Sitting in between half packed boxes and newspaper crumbles, tears flowing for what felt like an eternity, I began my tirade: God, I am SO ANGRY with You. You don’t love me at all. So instead of me following anything You have to tell me, I am going to ignore You and anything and anyone that looks like You. How could you do this to me? What did I do to deserve this?
Another U-Haul truck and another, until the entire parking lot looked like a sea of orange fire and fury. “Ma’am, we are going to need you to get up and show us where to load your things,” ordered the mover. Didn’t he realize that I was in no position to think about that, let alone do his job? Reflections of the phone call that changed everything flooded back:
“Sister Natasha, your Pastor is gone home to be with the Lord.”
Wait, What?
Nothing was wrong with him! He had just called me two days prior to repent about my wedding and subsequent divorce. He said he’d known all along the marriage wasn’t right. It was the only time in his life he’d ignored God’s voice. Why didn’t he tell me before it was too late? Was he afraid I would be upset? This was the basis for my anger at God.
“We need you back home to pray.”
Pray? I’m packing and getting as far away from here as possible.
The flight was freedom. I was Hagar. I ran as fast as I could, floating through the clouds. I reminded God of our divorce stipulations: I will not talk with You, read Your Bible, pray to You, or attend any of Your churches. You took the three most important men in my life away; and you expect me to follow You?
I didn’t for three years.
Have you ever been angry with God? Incensed? No? Well, I have.
An unassuming stranger in seat 5B of my flight asked me, “So like, are you one of those lukewarm “Chreaster” Christians or are you just having a meltdown?” It felt good to talk about my adventure away from God. No judgement. No peering eyes over trendy glasses or “bless your heart” standard smiles. Away from those Christians. They broke my heart.
I was beginning to get thirsty and wouldn’t you know it: “Please place your seat backs in their upright and locked position,” piped over the loudspeaker.
Landing in love again took a long time. Since then, I can finally answer the passenger’s question: “No, my angel unawares, I was cold. I was not Christmas or Easter. I wasn’t one foot in and one foot out. I was backslidden on purpose.”
If you are angry with God as you read this, why are you angry and is it justified? It took one night of unexpected intervention from people outside of my “religion” to draw me back to God. My Guatemalan housekeeper, Ana, who had watched me party for two of the three years, snuck into my house with FIVE PASTORS. She handed me a glass of water and read this verse aloud: “And He shall give his angels charge over you to keep you in ALL of your ways…”
My anger dam broke.
I cried because that was the ONE PSALM my late Pastor, much like a dad, told me I HAD to memorize. “I will never leave you or forsake you!” Tears of repentance were much more clearing and grounding than the ones on the crumpled, packaging newspapers. “The God Who Sees Me” was and is the One who said: “You don’t, but I DO! Let’s renew our vows; and this time, they will be impossible to break.”

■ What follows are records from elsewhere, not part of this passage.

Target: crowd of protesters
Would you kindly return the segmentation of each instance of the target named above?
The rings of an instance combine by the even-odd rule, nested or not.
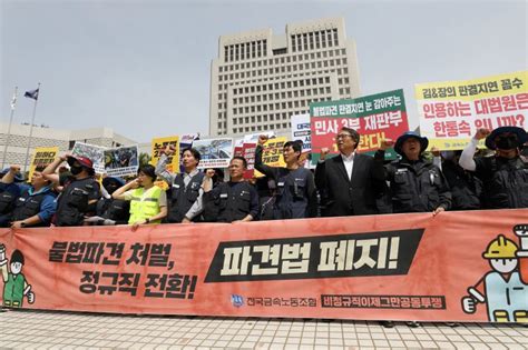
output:
[[[486,138],[485,154],[476,156]],[[2,171],[0,226],[72,227],[162,222],[244,222],[446,210],[528,208],[527,132],[517,127],[479,129],[463,151],[432,150],[428,139],[405,132],[385,139],[374,157],[356,152],[360,134],[342,128],[335,136],[340,154],[321,150],[315,171],[304,167],[302,142],[284,144],[285,167],[262,162],[261,136],[255,169],[263,178],[245,180],[247,161],[234,157],[228,181],[219,169],[198,170],[201,154],[183,152],[184,171],[170,173],[167,147],[156,167],[139,167],[137,178],[96,179],[86,157],[65,154],[23,182],[18,167]],[[385,160],[393,148],[400,158]],[[67,162],[68,168],[63,167]],[[100,179],[99,179],[100,180]],[[165,181],[167,190],[155,182]],[[102,184],[102,186],[101,186]]]

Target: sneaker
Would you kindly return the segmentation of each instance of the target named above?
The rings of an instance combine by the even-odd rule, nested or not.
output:
[[[410,328],[420,327],[420,323],[418,321],[407,321],[405,324],[409,326]]]
[[[394,328],[394,322],[392,321],[380,321],[380,324],[384,328]]]

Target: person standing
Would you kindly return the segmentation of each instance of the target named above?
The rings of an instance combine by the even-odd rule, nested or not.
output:
[[[384,181],[373,177],[374,159],[356,152],[360,134],[342,128],[335,137],[339,156],[320,161],[315,168],[315,186],[321,194],[322,216],[364,216],[378,213],[377,198]],[[323,149],[323,158],[329,149]]]
[[[184,223],[201,221],[201,214],[204,210],[202,201],[204,173],[197,168],[201,154],[194,148],[186,149],[182,154],[185,171],[173,174],[166,170],[166,166],[168,157],[173,156],[174,152],[175,149],[167,146],[156,166],[156,174],[170,187],[167,221]]]
[[[496,151],[495,157],[473,159],[479,140]],[[527,133],[518,127],[493,131],[477,130],[460,156],[460,166],[473,171],[483,183],[483,207],[487,209],[528,208],[528,162],[520,157]]]
[[[427,161],[422,153],[429,141],[408,131],[394,141],[381,142],[374,154],[374,177],[390,182],[393,212],[432,212],[451,208],[451,192],[441,170]],[[383,166],[385,149],[394,146],[402,158]]]
[[[284,143],[283,157],[286,167],[270,167],[262,161],[263,144],[266,141],[267,136],[258,137],[255,169],[268,179],[275,180],[273,218],[275,220],[314,218],[317,213],[317,194],[312,172],[299,166],[302,146],[295,141]]]

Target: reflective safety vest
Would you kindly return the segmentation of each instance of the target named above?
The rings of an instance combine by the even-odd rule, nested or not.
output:
[[[157,216],[159,213],[159,196],[162,191],[157,186],[153,186],[147,191],[143,187],[135,189],[130,200],[130,219],[128,219],[128,223],[141,222],[147,218],[150,219]],[[150,222],[160,223],[162,220]]]

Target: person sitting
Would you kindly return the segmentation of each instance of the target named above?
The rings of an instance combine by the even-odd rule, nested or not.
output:
[[[244,180],[247,161],[234,157],[229,162],[229,181],[213,188],[215,171],[208,169],[204,178],[204,214],[216,218],[217,222],[252,221],[258,213],[258,194]],[[209,206],[209,203],[212,206]],[[211,211],[211,212],[209,212]]]
[[[2,183],[12,183],[18,167],[11,167],[2,178]],[[25,191],[14,202],[10,217],[10,226],[13,229],[26,227],[47,227],[57,209],[56,194],[52,184],[39,171],[31,176],[31,187]]]
[[[118,188],[111,198],[130,201],[128,223],[136,230],[139,224],[160,223],[167,216],[167,194],[155,186],[156,173],[150,164],[139,167],[137,178]]]

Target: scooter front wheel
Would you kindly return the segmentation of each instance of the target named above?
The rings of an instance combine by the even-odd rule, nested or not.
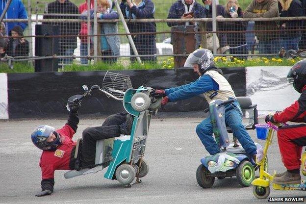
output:
[[[253,194],[258,199],[264,199],[270,195],[270,186],[253,186]]]
[[[209,171],[203,164],[201,164],[197,169],[197,181],[199,185],[203,188],[210,188],[215,182],[214,177],[209,177],[211,174]]]

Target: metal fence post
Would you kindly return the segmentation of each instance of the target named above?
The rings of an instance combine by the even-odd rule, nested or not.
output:
[[[212,31],[213,32],[212,33],[212,46],[213,46],[213,51],[214,54],[217,54],[217,47],[216,45],[217,45],[217,33],[216,33],[216,31],[217,31],[217,21],[216,21],[216,0],[212,0]]]
[[[97,19],[97,10],[98,8],[97,2],[94,1],[94,55],[98,55],[98,19]],[[98,58],[95,57],[94,61],[96,63]]]
[[[31,0],[27,0],[27,23],[28,26],[29,35],[32,35],[32,6],[31,6]],[[33,56],[33,38],[30,37],[29,39],[29,50],[30,56]],[[31,61],[31,64],[33,65],[33,60]]]
[[[90,0],[88,0],[87,1],[87,55],[90,56],[90,51],[91,51],[91,47],[90,47],[90,45],[91,45],[91,37],[90,36],[89,36],[89,35],[90,35],[91,34],[91,23],[90,23],[90,11],[91,10],[91,5],[90,4],[90,2],[91,1]],[[80,48],[80,53],[81,52],[81,49]],[[80,55],[81,54],[80,54]],[[89,57],[90,59],[90,57]],[[90,65],[91,64],[91,60],[87,60],[87,61],[89,61],[90,62],[89,62],[88,64]]]

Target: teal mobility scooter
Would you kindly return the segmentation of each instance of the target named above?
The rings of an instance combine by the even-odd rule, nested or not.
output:
[[[244,114],[244,119],[248,118],[248,122],[243,123],[246,129],[254,129],[258,124],[257,105],[253,104],[251,98],[237,97]],[[255,179],[256,163],[246,153],[233,135],[233,144],[230,144],[228,132],[231,133],[230,128],[227,127],[224,118],[225,105],[233,102],[215,100],[209,104],[205,112],[209,111],[213,134],[216,141],[220,148],[220,153],[202,158],[201,164],[197,170],[196,178],[199,185],[204,188],[211,187],[215,178],[222,179],[226,177],[236,176],[239,183],[243,186],[250,186]],[[244,122],[245,120],[244,120]],[[262,148],[258,144],[255,144],[257,150]],[[267,159],[265,168],[267,170]]]
[[[133,89],[129,76],[107,72],[102,87],[97,85],[88,90],[83,86],[85,92],[82,95],[73,96],[68,99],[69,103],[77,104],[84,98],[90,96],[94,90],[105,94],[108,97],[122,101],[126,110],[134,116],[130,135],[98,140],[96,143],[95,165],[91,168],[82,168],[79,165],[78,147],[81,139],[77,142],[75,158],[76,170],[65,173],[64,177],[70,178],[90,173],[96,173],[108,167],[104,177],[116,179],[127,187],[139,183],[139,178],[149,172],[149,164],[143,158],[149,133],[151,117],[157,113],[160,106],[161,98],[149,97],[152,88],[140,86]],[[134,180],[136,178],[136,180]]]

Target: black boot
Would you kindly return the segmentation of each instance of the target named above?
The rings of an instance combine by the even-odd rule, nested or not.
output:
[[[120,126],[120,133],[125,135],[130,135],[134,119],[130,114],[127,115],[127,120]]]

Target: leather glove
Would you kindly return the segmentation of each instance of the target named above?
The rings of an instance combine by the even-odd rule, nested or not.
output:
[[[68,106],[69,106],[69,112],[72,113],[76,113],[78,110],[78,109],[82,105],[81,102],[79,101],[77,102],[73,102],[69,103]]]
[[[165,90],[162,89],[153,89],[150,95],[153,97],[164,97],[166,96]]]
[[[272,123],[275,123],[275,121],[274,120],[274,117],[273,117],[273,115],[268,114],[266,116],[266,118],[265,118],[265,122],[266,123],[268,123],[268,122],[271,122]]]
[[[163,98],[163,100],[161,100],[161,105],[165,105],[169,102],[169,98],[167,96]]]
[[[42,196],[47,196],[48,195],[50,195],[51,193],[52,193],[52,191],[51,191],[50,190],[45,190],[44,191],[40,192],[39,193],[35,195],[35,196],[37,196],[38,197],[40,197]]]

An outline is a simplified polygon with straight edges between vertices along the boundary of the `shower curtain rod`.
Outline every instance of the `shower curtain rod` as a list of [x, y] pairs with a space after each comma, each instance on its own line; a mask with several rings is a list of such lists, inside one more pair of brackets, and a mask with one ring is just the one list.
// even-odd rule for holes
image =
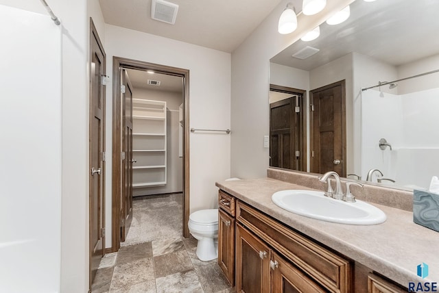
[[369, 90], [370, 88], [377, 88], [377, 87], [381, 86], [385, 86], [386, 84], [393, 84], [393, 83], [395, 83], [395, 82], [401, 81], [402, 80], [410, 79], [411, 78], [419, 77], [421, 77], [421, 76], [423, 76], [423, 75], [427, 75], [434, 73], [437, 73], [437, 72], [439, 72], [439, 69], [436, 69], [436, 71], [429, 71], [427, 73], [418, 74], [418, 75], [413, 75], [413, 76], [411, 76], [410, 77], [401, 78], [401, 79], [394, 80], [393, 81], [383, 82], [383, 83], [379, 84], [378, 84], [377, 86], [370, 86], [368, 88], [361, 88], [361, 91], [364, 92], [365, 90]]
[[45, 0], [40, 1], [46, 8], [46, 10], [47, 10], [47, 12], [49, 13], [49, 15], [50, 15], [50, 18], [52, 18], [52, 21], [54, 21], [54, 23], [55, 23], [56, 25], [60, 25], [61, 24], [61, 22], [60, 21], [59, 18], [54, 14], [52, 10], [50, 9], [50, 7], [49, 7], [49, 5], [46, 3]]

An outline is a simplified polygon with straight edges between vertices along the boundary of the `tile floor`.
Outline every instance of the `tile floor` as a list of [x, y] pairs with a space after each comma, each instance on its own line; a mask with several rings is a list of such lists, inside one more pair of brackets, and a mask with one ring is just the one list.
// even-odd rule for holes
[[182, 199], [177, 194], [133, 201], [127, 240], [102, 258], [92, 292], [235, 292], [217, 259], [200, 261], [196, 240], [181, 237]]

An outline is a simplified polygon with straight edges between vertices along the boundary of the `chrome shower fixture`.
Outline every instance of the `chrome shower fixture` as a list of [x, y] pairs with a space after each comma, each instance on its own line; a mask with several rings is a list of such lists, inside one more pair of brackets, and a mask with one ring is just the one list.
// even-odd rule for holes
[[398, 86], [398, 84], [396, 84], [396, 82], [392, 82], [392, 84], [390, 84], [390, 85], [389, 85], [389, 89], [391, 90], [392, 88], [395, 88], [396, 86]]

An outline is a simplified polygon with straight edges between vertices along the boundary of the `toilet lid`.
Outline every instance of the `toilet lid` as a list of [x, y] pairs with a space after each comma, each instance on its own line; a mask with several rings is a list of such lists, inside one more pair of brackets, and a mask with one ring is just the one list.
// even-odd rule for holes
[[218, 209], [202, 209], [195, 212], [189, 216], [193, 222], [202, 224], [211, 224], [218, 222]]

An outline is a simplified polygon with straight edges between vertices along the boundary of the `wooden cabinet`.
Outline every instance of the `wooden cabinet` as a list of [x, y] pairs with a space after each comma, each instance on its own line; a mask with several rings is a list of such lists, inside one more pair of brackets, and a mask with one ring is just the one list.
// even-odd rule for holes
[[272, 292], [320, 293], [327, 292], [296, 266], [272, 252]]
[[237, 292], [269, 293], [270, 249], [241, 225], [236, 232]]
[[132, 99], [132, 187], [167, 182], [166, 102]]
[[218, 263], [237, 293], [407, 292], [222, 190], [218, 205]]
[[218, 264], [232, 285], [235, 285], [235, 218], [218, 210]]
[[218, 193], [218, 264], [235, 285], [235, 198]]
[[369, 274], [368, 292], [368, 293], [402, 293], [407, 292], [407, 290], [377, 275]]

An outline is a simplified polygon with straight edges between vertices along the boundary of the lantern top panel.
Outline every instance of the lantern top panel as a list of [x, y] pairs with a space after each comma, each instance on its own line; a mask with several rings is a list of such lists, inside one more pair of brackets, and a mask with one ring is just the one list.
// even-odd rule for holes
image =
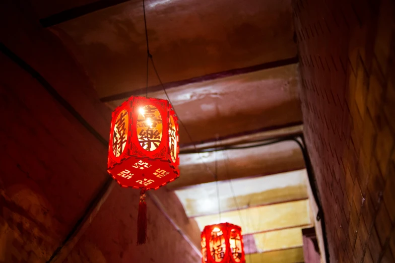
[[211, 231], [212, 229], [216, 227], [218, 228], [234, 228], [237, 229], [239, 231], [241, 231], [241, 228], [239, 226], [233, 225], [233, 224], [231, 224], [230, 223], [221, 223], [220, 224], [216, 224], [215, 225], [211, 225], [210, 226], [206, 226], [205, 227], [204, 229], [203, 229], [203, 232], [206, 232], [207, 230]]

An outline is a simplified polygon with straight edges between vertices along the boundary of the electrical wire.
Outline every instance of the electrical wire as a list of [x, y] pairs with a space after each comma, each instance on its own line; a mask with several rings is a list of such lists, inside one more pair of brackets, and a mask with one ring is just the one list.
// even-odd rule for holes
[[[161, 86], [162, 86], [162, 89], [163, 89], [163, 91], [166, 95], [166, 97], [167, 98], [169, 102], [171, 103], [171, 100], [170, 100], [170, 98], [169, 97], [169, 95], [167, 94], [167, 92], [165, 88], [165, 86], [163, 85], [162, 80], [159, 77], [159, 75], [158, 73], [158, 71], [156, 69], [156, 67], [155, 67], [155, 63], [154, 62], [154, 59], [152, 57], [152, 55], [150, 53], [150, 49], [149, 49], [149, 45], [148, 43], [148, 33], [147, 29], [147, 20], [146, 18], [146, 11], [145, 11], [145, 3], [144, 0], [143, 0], [143, 12], [144, 15], [144, 26], [145, 26], [145, 35], [146, 35], [146, 42], [147, 44], [147, 61], [149, 59], [151, 59], [151, 62], [152, 63], [153, 68], [154, 68], [154, 70], [155, 72], [155, 74], [156, 75], [157, 77], [158, 78], [158, 80], [159, 81]], [[146, 83], [146, 95], [148, 97], [148, 63], [147, 62], [147, 83]], [[185, 133], [186, 133], [188, 137], [189, 138], [189, 140], [192, 143], [192, 145], [193, 146], [193, 148], [194, 151], [196, 153], [198, 154], [198, 157], [199, 159], [202, 162], [202, 163], [206, 167], [206, 170], [213, 176], [214, 178], [217, 178], [216, 172], [213, 173], [212, 171], [209, 168], [208, 165], [206, 163], [203, 161], [203, 158], [200, 156], [200, 153], [203, 152], [210, 152], [210, 151], [205, 150], [204, 151], [199, 151], [198, 150], [197, 147], [196, 147], [196, 145], [193, 142], [193, 140], [192, 139], [192, 137], [190, 136], [190, 134], [188, 132], [186, 127], [185, 126], [184, 123], [179, 118], [179, 115], [177, 114], [177, 112], [175, 111], [175, 109], [173, 109], [174, 112], [175, 113], [176, 115], [178, 116], [178, 121], [181, 123], [182, 127], [184, 128]], [[302, 138], [303, 140], [303, 138]], [[278, 143], [280, 142], [283, 142], [285, 141], [293, 141], [295, 142], [298, 145], [300, 148], [300, 150], [302, 151], [302, 153], [303, 156], [303, 159], [304, 160], [305, 164], [306, 165], [306, 170], [307, 171], [307, 175], [309, 179], [309, 182], [310, 182], [310, 187], [311, 187], [311, 191], [313, 193], [313, 196], [315, 200], [315, 203], [317, 204], [317, 206], [318, 207], [318, 212], [317, 214], [316, 219], [317, 221], [321, 221], [321, 229], [322, 230], [323, 233], [323, 238], [324, 241], [324, 247], [325, 248], [325, 257], [326, 258], [326, 262], [330, 263], [330, 255], [329, 255], [329, 250], [328, 249], [328, 244], [327, 244], [327, 240], [326, 239], [326, 229], [325, 226], [325, 223], [324, 222], [323, 220], [323, 213], [322, 208], [322, 205], [320, 202], [320, 199], [318, 196], [318, 191], [317, 190], [317, 187], [316, 184], [316, 182], [314, 177], [314, 175], [312, 173], [312, 167], [311, 165], [311, 163], [310, 163], [310, 159], [309, 158], [308, 155], [307, 154], [307, 151], [306, 150], [305, 148], [302, 145], [301, 143], [295, 138], [284, 138], [282, 139], [279, 139], [274, 140], [269, 142], [264, 143], [262, 144], [260, 144], [258, 145], [254, 145], [251, 146], [241, 146], [241, 147], [224, 147], [222, 150], [218, 150], [218, 149], [215, 149], [212, 151], [218, 151], [221, 150], [233, 150], [233, 149], [248, 149], [253, 147], [256, 147], [259, 146], [263, 146], [265, 145], [269, 145], [270, 144], [273, 144], [275, 143]]]
[[218, 160], [217, 158], [217, 152], [214, 153], [214, 159], [215, 160], [215, 183], [217, 185], [217, 199], [218, 201], [218, 217], [219, 218], [219, 221], [218, 222], [219, 223], [221, 223], [221, 199], [220, 199], [220, 189], [218, 187]]
[[150, 46], [148, 43], [148, 33], [147, 30], [147, 20], [146, 19], [146, 5], [144, 0], [143, 0], [143, 13], [144, 14], [144, 28], [146, 33], [146, 43], [147, 44], [147, 80], [146, 81], [146, 98], [148, 98], [148, 62], [150, 58], [152, 57], [152, 55], [150, 53]]

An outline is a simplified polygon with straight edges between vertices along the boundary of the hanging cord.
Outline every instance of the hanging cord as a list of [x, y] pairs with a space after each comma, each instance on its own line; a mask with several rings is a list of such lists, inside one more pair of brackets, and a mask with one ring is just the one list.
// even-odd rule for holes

That was 18 years ago. The things that happened in between assured me that God never left me. He wasn’t moved by my anger. Closer still, compassion clung to me no matter what insults I hurled at Him out of hurt.
Women, you can take your eyes off of God and your purpose, but there is an archer named Ishmael not even connected to the “promise of Isaac” that will forever keep His eyes on you. Could it be that your hidden tears are bottled for an aircraft you didn’t even book to carry you safely back into the loving arms of Abba, Father? You won’t know until you unpack. Release the luggage, tip the U-Haul company, and click your heels, Dorothy. Destiny awaits!
Now, what are we going to do with all of these boxes we’ve packed? Let’s start by tearing off societal form and function labels. Did I just say that? I did, because you can too!
Natasha Stevens is passionate about humanitarian efforts ranging from empowering girls and women through education, writing, counseling, and speaking engagements, to hands on mission’s work in various places, including the eradication of forced child labor and early marriage through human trafficking. She loves a hearty laugh in summer gardens as much as a healthy bowl of oats in winter. She enjoys interacting with people from all walks of life, giving back where needed, and ministering the love and grace of Jesus without a title.